Разговорить Геру было делом непростым, сперва для этого нужно было приложить немалые усилия, чтобы вывести его из состояния оцепенения, в котором он привычно пребывал. Предложение сигареты обычно помогало.
- Слышь, Гера, на зоне «петухи» были?
- Все было: свинарник, куры, яйца, петухи тоже, наверное, были.
- Гер, а «обиженные» были?
- Конечно, были. Бывает так, что человека возьмут ни за что, а ему срок сидеть – обидно конечно.
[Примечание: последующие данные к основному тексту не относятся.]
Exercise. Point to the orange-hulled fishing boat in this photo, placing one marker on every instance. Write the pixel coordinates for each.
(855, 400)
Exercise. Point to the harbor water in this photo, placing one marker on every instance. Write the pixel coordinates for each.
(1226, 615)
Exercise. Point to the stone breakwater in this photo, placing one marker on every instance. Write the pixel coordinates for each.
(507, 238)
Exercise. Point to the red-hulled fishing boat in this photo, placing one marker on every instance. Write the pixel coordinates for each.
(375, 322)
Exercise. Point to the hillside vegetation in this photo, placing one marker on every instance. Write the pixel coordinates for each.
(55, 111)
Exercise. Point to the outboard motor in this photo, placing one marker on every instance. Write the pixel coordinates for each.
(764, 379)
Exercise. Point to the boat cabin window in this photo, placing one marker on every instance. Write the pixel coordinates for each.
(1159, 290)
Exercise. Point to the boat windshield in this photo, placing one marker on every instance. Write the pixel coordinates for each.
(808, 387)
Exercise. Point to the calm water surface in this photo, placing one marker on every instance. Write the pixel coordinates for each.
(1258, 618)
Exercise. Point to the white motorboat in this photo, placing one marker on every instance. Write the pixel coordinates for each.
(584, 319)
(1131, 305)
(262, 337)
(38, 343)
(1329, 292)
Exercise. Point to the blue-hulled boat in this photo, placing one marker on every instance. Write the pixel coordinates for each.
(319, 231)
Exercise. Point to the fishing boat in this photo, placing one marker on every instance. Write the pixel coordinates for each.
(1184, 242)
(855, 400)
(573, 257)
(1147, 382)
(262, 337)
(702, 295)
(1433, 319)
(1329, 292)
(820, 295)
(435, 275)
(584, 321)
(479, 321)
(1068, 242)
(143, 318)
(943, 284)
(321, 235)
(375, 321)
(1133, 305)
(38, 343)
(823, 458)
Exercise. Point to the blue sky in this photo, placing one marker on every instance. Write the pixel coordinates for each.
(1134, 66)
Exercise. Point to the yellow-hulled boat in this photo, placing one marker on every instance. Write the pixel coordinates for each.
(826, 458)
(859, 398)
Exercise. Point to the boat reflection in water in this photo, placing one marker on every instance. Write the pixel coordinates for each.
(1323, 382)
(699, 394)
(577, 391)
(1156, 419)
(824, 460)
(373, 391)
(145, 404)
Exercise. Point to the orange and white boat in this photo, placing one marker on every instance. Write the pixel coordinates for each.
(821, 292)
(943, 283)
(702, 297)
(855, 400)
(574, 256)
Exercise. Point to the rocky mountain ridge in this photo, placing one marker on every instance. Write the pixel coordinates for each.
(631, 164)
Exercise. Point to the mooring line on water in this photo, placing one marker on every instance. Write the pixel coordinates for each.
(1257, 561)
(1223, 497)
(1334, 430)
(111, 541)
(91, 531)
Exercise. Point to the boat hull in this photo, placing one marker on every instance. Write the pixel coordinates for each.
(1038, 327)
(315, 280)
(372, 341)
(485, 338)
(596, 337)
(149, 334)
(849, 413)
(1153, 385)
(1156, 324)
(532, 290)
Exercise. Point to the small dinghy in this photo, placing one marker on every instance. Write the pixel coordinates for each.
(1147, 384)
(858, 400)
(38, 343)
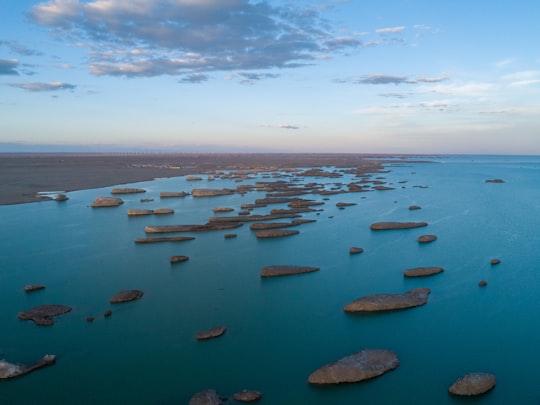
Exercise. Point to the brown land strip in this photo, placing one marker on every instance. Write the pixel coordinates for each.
(23, 175)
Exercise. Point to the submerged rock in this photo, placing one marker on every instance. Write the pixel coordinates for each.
(42, 314)
(380, 226)
(275, 233)
(427, 238)
(473, 384)
(247, 396)
(33, 287)
(286, 270)
(127, 190)
(212, 333)
(208, 192)
(389, 302)
(164, 239)
(126, 295)
(179, 259)
(422, 271)
(207, 397)
(11, 370)
(173, 194)
(100, 202)
(366, 364)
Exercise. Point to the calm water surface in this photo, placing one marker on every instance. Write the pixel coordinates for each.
(280, 330)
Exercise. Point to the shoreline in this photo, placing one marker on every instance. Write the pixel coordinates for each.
(24, 175)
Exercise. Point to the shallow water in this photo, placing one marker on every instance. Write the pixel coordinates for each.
(282, 329)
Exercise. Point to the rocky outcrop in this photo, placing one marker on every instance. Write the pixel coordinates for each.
(134, 212)
(215, 226)
(212, 333)
(473, 384)
(127, 190)
(247, 396)
(33, 287)
(126, 295)
(366, 364)
(207, 397)
(422, 271)
(11, 370)
(222, 209)
(389, 302)
(381, 226)
(100, 202)
(427, 238)
(164, 239)
(178, 259)
(344, 204)
(275, 233)
(286, 270)
(209, 192)
(43, 314)
(173, 194)
(276, 225)
(252, 218)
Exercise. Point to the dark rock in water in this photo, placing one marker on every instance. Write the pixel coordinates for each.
(427, 238)
(212, 333)
(422, 271)
(381, 226)
(389, 302)
(100, 202)
(10, 370)
(366, 364)
(173, 194)
(208, 192)
(214, 226)
(61, 197)
(164, 239)
(178, 259)
(275, 233)
(42, 314)
(127, 190)
(207, 397)
(343, 204)
(473, 384)
(247, 396)
(33, 287)
(163, 211)
(126, 295)
(286, 270)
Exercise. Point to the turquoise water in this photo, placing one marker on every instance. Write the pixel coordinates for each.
(280, 330)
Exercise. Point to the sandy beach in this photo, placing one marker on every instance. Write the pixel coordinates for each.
(23, 176)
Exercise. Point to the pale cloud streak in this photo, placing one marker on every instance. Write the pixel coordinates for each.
(41, 86)
(183, 37)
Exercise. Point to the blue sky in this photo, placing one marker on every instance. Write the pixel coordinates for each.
(389, 76)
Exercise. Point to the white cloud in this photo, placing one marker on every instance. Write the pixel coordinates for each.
(155, 37)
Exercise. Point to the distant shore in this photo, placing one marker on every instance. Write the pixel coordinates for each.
(24, 175)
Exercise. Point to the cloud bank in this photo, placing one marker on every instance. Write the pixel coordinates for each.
(186, 37)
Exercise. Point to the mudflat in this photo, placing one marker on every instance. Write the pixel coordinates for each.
(24, 175)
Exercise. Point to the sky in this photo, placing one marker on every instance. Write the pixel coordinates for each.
(364, 76)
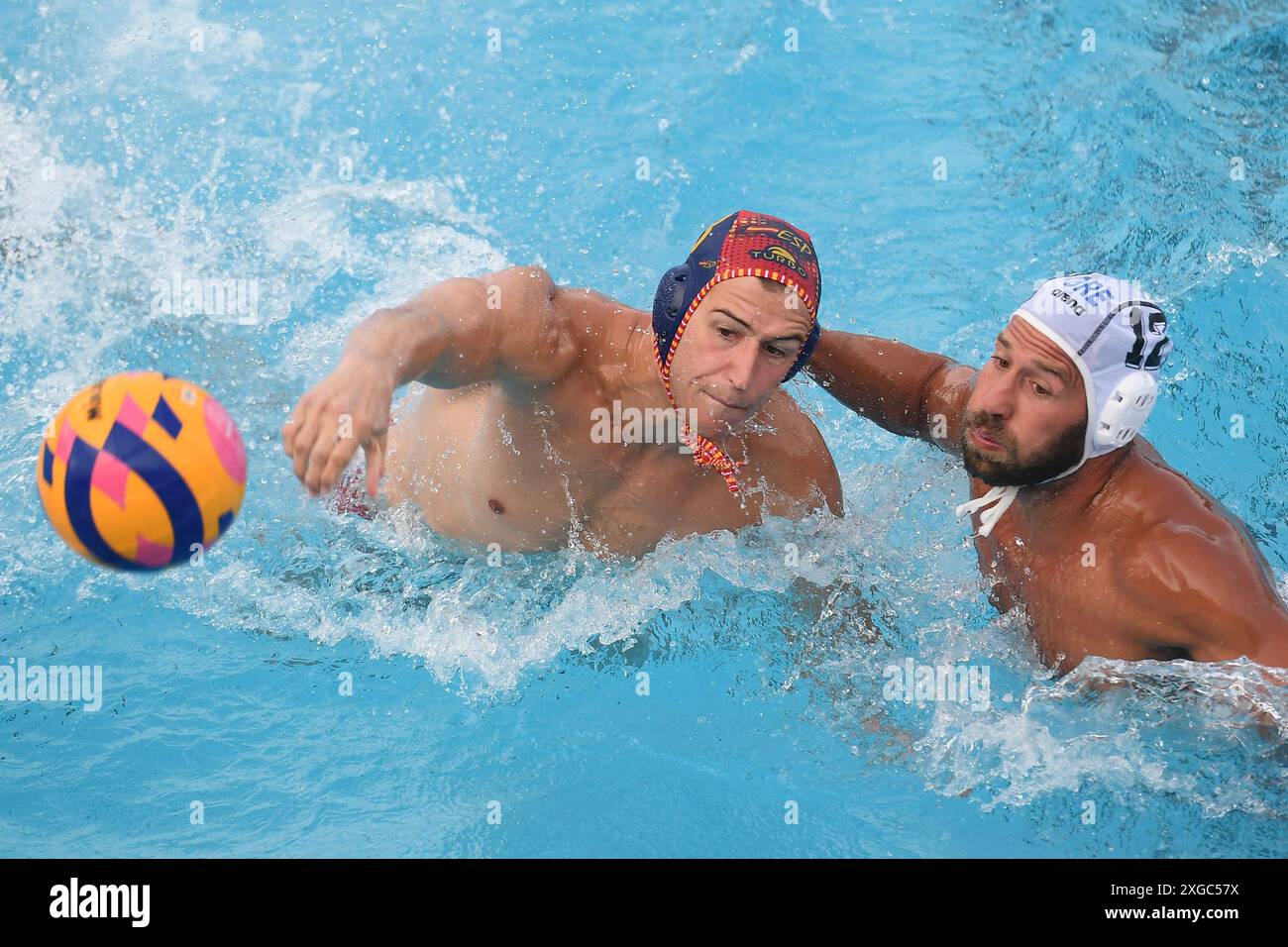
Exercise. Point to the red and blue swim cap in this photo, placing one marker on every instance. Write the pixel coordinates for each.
(741, 244)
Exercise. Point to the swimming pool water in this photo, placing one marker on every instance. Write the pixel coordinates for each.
(343, 157)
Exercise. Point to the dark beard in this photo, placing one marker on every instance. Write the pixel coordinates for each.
(1063, 455)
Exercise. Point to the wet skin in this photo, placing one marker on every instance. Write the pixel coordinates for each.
(1125, 558)
(500, 447)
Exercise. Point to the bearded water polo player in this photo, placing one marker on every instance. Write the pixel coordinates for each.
(501, 447)
(1106, 548)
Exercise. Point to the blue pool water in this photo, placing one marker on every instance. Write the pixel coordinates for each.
(346, 155)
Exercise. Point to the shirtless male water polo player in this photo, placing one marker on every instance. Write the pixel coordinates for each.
(511, 444)
(1108, 551)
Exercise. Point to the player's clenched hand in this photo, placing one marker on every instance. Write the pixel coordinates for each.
(348, 408)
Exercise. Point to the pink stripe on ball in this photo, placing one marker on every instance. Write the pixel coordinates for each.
(110, 475)
(65, 438)
(153, 554)
(226, 440)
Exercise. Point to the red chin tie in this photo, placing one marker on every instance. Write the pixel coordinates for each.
(706, 454)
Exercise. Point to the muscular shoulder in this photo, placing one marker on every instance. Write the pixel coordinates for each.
(1192, 565)
(558, 328)
(795, 459)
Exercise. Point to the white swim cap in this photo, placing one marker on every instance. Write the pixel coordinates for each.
(1117, 338)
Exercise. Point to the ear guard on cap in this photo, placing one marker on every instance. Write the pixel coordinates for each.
(669, 300)
(1126, 410)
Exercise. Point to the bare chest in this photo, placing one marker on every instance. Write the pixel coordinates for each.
(545, 474)
(1063, 583)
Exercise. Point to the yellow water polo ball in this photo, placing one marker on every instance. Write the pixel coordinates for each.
(142, 471)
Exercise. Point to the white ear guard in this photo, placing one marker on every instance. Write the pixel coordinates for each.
(1126, 410)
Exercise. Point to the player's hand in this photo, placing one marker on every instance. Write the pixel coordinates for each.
(346, 410)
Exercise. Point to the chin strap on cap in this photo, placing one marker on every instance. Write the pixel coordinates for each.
(1003, 496)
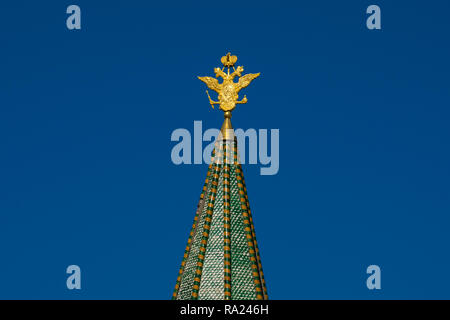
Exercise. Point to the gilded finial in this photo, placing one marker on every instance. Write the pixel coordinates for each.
(228, 90)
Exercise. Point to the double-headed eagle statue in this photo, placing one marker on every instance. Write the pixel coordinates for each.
(228, 90)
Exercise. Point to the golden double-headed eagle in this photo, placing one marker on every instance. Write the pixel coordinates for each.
(228, 90)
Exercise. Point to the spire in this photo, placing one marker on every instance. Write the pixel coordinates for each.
(221, 260)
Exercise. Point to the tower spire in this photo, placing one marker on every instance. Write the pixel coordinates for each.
(221, 260)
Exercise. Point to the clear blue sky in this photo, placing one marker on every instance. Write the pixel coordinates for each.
(85, 123)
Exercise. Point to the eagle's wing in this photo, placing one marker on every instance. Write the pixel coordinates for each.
(212, 83)
(244, 81)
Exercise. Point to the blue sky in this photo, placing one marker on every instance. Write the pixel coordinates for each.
(86, 118)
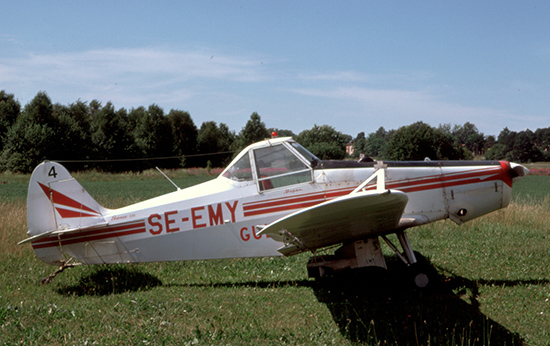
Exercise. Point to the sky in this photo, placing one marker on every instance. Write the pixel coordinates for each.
(354, 65)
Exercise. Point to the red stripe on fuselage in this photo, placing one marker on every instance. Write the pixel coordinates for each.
(406, 185)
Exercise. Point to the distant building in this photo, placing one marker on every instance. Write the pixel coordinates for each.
(349, 148)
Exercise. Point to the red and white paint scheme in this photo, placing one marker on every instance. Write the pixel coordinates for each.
(275, 198)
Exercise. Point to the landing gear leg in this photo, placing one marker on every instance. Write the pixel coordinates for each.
(421, 274)
(64, 265)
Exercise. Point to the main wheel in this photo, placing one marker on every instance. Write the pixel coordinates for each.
(422, 274)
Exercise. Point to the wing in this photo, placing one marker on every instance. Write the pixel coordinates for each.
(356, 216)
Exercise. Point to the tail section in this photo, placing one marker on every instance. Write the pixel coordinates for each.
(58, 204)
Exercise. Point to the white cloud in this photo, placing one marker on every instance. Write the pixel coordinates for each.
(127, 77)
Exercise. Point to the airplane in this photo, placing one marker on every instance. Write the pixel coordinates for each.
(274, 199)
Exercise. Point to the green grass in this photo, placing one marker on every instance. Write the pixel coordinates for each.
(493, 289)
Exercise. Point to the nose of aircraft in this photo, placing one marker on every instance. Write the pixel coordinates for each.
(518, 171)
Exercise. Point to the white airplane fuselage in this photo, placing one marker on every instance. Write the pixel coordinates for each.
(219, 218)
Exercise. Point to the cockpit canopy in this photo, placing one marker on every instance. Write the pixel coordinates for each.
(273, 164)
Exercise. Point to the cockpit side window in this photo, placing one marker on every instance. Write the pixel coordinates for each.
(277, 167)
(240, 171)
(305, 153)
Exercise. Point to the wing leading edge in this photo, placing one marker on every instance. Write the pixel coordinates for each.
(352, 217)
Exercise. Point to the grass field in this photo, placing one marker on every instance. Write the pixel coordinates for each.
(493, 290)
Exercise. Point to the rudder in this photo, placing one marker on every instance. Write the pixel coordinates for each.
(57, 203)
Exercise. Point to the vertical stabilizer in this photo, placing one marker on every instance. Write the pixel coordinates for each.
(57, 202)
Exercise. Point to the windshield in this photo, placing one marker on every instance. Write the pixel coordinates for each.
(305, 153)
(278, 167)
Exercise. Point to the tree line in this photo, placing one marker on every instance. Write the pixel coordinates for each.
(90, 135)
(419, 141)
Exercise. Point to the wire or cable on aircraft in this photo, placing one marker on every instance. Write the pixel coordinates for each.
(144, 158)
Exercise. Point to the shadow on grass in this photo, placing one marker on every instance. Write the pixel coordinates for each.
(111, 279)
(385, 310)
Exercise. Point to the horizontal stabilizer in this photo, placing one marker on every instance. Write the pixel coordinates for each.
(59, 232)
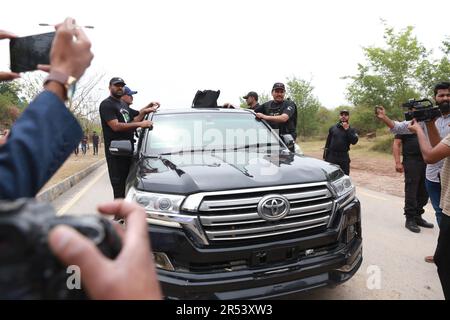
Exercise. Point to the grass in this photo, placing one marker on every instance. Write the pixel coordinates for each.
(365, 147)
(75, 164)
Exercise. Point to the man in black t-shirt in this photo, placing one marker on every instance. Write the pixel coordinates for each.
(118, 123)
(416, 195)
(95, 142)
(281, 114)
(251, 99)
(340, 137)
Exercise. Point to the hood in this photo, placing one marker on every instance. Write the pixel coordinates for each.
(215, 171)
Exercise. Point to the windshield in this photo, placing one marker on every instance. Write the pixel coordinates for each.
(190, 132)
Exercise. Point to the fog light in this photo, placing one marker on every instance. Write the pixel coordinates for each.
(351, 233)
(162, 261)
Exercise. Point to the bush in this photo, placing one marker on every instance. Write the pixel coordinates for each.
(384, 144)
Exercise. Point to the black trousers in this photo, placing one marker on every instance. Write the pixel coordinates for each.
(118, 169)
(341, 159)
(416, 195)
(442, 255)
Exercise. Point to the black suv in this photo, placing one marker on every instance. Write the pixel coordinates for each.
(233, 214)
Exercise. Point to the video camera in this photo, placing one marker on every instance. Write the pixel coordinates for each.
(424, 110)
(28, 268)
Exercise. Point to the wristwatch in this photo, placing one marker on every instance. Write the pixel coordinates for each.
(68, 82)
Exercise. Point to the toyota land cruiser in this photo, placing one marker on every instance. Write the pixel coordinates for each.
(233, 214)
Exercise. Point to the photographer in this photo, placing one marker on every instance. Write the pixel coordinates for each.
(432, 181)
(431, 155)
(34, 152)
(131, 276)
(119, 122)
(340, 137)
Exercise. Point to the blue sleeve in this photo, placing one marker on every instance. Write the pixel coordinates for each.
(40, 141)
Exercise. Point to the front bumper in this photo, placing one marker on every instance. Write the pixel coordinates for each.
(199, 275)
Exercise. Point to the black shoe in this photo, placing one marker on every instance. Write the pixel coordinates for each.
(411, 225)
(423, 223)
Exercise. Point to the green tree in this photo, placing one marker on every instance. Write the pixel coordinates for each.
(11, 104)
(301, 92)
(392, 74)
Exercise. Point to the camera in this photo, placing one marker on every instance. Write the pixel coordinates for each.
(424, 110)
(28, 268)
(27, 52)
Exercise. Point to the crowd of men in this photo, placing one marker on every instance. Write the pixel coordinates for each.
(426, 164)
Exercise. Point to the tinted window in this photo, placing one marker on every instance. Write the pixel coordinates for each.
(176, 132)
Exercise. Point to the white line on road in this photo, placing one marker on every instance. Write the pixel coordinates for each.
(78, 196)
(386, 199)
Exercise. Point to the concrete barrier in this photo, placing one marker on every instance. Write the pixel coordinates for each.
(55, 191)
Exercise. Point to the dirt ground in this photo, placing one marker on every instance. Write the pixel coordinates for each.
(372, 172)
(74, 164)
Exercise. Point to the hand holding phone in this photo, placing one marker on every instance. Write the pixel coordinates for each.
(27, 52)
(5, 76)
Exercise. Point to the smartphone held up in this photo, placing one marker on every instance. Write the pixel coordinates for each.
(27, 52)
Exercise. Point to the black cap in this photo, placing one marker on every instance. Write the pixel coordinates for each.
(278, 85)
(251, 94)
(116, 80)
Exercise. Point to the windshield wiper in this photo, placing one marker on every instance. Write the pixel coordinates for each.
(184, 151)
(256, 145)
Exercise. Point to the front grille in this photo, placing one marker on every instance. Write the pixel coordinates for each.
(234, 216)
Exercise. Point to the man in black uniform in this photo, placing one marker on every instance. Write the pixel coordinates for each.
(340, 136)
(416, 195)
(281, 114)
(119, 122)
(95, 142)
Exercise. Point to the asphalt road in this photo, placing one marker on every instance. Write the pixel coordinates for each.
(393, 266)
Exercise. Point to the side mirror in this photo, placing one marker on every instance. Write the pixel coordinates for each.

- Педерасты, спрашиваю, были?
- Фамилий много, всех не вспомнишь.
- Кончай косить!
- Не сезон…

- Оставайся, Гера, на прапорщика: льготы, на всем казенном.
- Ну, да, двойные зарплаты, северные… Знаешь, раньше, на таре писали первый пояс 1 рубль, второй пояс 1 рубль 20 копеек, третий пояс 1 рубль 35 копеек. Вечером догнаться захочешь, купишь у барыг за червонец выпьешь и думаешь, а какой же это пояс?

- Чем Гера на гражданке заниматься будешь?
- Зачем спрашиваешь? Посмеяться хочешь? Это все равно, что крест на лбу вырезать. Справка у меня – думаешь, я работу хорошую найду?
- Иди на пчеловода. Вон, я видел объявление в газете – «Училище приглашает». Мед, свежий воздух, заодно и здоровье поправишь.
- Высшее Рязанское тоже не ***во.
Мне Достоевский понравился. Читал «Униженные и оскорбленные»? Так, действительно, у меня даже слезы бежали. Хороший писатель. У него еще «Отцы и дети», кажется, есть. Надо почитать.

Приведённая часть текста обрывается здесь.